# Super Easy Java Solution Beats 98.8%

• ``````public class Solution {
public int minMeetingRooms(Interval[] intervals) {
int[] starts = new int[intervals.length];
int[] ends = new int[intervals.length];
for(int i=0; i<intervals.length; i++) {
starts[i] = intervals[i].start;
ends[i] = intervals[i].end;
}
Arrays.sort(starts);
Arrays.sort(ends);
int rooms = 0;
int endsItr = 0;
for(int i=0; i<starts.length; i++) {
if(starts[i]<ends[endsItr])
rooms++;
else
endsItr++;
}
return rooms;
}
}``````

• Super Nice Solution. I was asked this exact question on an interview.

• can you explain why this method work?

• Very nice, that lazy releasing of rooms. Here are two Python versions, each got 64 ms on first submission, beating 99.42%.

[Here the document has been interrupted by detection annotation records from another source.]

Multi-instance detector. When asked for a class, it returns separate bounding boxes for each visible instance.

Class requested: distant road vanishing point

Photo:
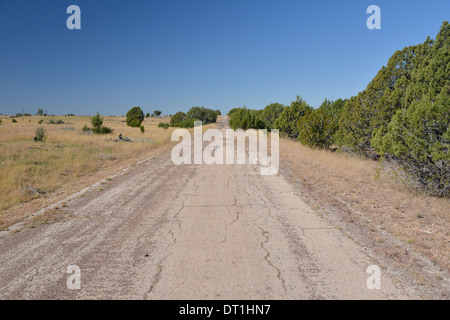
[0,120,416,299]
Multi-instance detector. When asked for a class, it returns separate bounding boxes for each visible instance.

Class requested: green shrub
[229,107,264,130]
[298,108,335,148]
[91,127,113,134]
[158,122,169,129]
[126,107,144,128]
[274,96,313,138]
[186,107,220,124]
[33,127,46,142]
[261,103,284,130]
[82,124,91,132]
[170,111,186,127]
[91,112,103,128]
[373,93,450,197]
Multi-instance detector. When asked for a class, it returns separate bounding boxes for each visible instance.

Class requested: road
[0,119,409,299]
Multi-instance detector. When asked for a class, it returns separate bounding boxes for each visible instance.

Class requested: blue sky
[0,0,450,115]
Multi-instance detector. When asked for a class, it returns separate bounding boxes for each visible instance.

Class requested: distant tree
[170,111,186,127]
[91,112,103,128]
[33,127,46,142]
[261,103,284,130]
[298,108,335,149]
[126,107,144,128]
[230,107,264,130]
[274,96,313,138]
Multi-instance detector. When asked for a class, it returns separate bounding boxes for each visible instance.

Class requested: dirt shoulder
[280,139,450,298]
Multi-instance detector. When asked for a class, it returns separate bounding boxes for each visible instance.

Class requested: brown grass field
[0,116,178,230]
[280,139,450,272]
[0,116,450,271]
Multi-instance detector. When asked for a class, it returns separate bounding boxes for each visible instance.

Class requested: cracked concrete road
[0,119,409,299]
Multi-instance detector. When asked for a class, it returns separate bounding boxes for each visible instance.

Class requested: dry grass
[280,139,450,272]
[0,116,173,230]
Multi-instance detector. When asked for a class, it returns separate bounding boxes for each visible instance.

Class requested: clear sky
[0,0,450,115]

``````def minMeetingRooms(self, intervals):
ends = sorted(i.end for i in intervals)
rooms = ended = 0
for start in sorted(i.start for i in intervals):
if start < ends[ended]:
rooms += 1
else:
ended += 1
return rooms

def minMeetingRooms(self, intervals):
ends = sorted(i.end for i in intervals)[::-1]
rooms = 0
for start in sorted(i.start for i in intervals):
if start < ends[-1]:
rooms += 1
else:
ends.pop()
return rooms
``````

• awesome solution!

• @StefanPochmann
I like that name: "lazy releasing"! It tell us vividly what happen.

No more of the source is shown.